M. Fontaine talks to ADASP about Gaussian scale mixture representation for blind source separation


This article describes an audio blind source separation (BSS) method called GSM-FastMNMF that extends the multichannel nonnegative matrix factorization with a frequency jointly-diagonalizable spatial model, a.k.a. FastMNMF, based on the Gaussian scale mixture (GSM) probability distribution to represent various heavy-tailed distributions. As two instances of GSM-FastMNMF, we present beta-FastMNMF based on the super-Gaussian distribution and GH-FastMNMF based on the generalized hyperbolic distribution, which encompasses the original Gaussian FastMNMF, an existing variant based on the Student’s $t$ distribution, and a newly proposed variant based on the normal inverse Gaussian (NIG) distribution. To optimize GSM-FastMNMF, we follow the expectation-maximization (EM) framework to derive a computationally-efficient expectation computation (E-step) for each $\beta$-FastMNMF and GH-FastMNMF variants and a common multiplicative update rule (M-step) for both variants. We demonstrate that such heavy-tailed extensions as NIG outperforms the other variants for speaker separation.

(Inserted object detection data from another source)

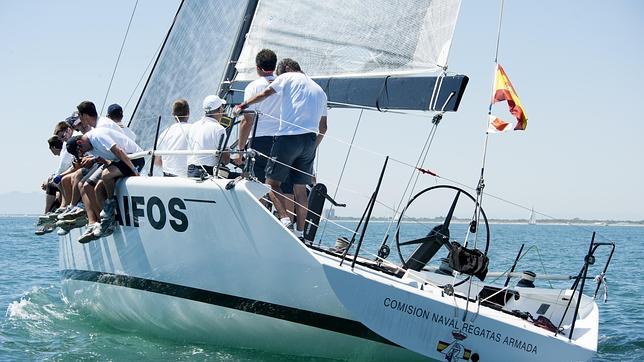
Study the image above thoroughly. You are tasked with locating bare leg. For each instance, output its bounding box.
[45,194,56,214]
[70,170,83,205]
[101,166,123,199]
[60,174,74,207]
[94,180,107,210]
[266,178,288,219]
[293,184,308,231]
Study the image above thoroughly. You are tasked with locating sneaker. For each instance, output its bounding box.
[58,206,85,220]
[290,229,304,239]
[34,224,56,236]
[38,212,58,225]
[100,199,116,219]
[280,217,293,230]
[94,218,116,238]
[56,215,87,231]
[78,222,101,244]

After a PhD in Inria Nancy Grand-Est entitled “ alpha-stable process for signal processing”, Mathieu Fontaine started in October 2019 a Postdoc in RIKEN Artificial Intelligence Project (AIP) and became a guest at Kyoto University. His interests is mainly on audio signal processing including, but not limited, to speech enhancement, speaker separation, source localization and music source separation using heavy-tailed probabilistic models and/or deep bayesian networks.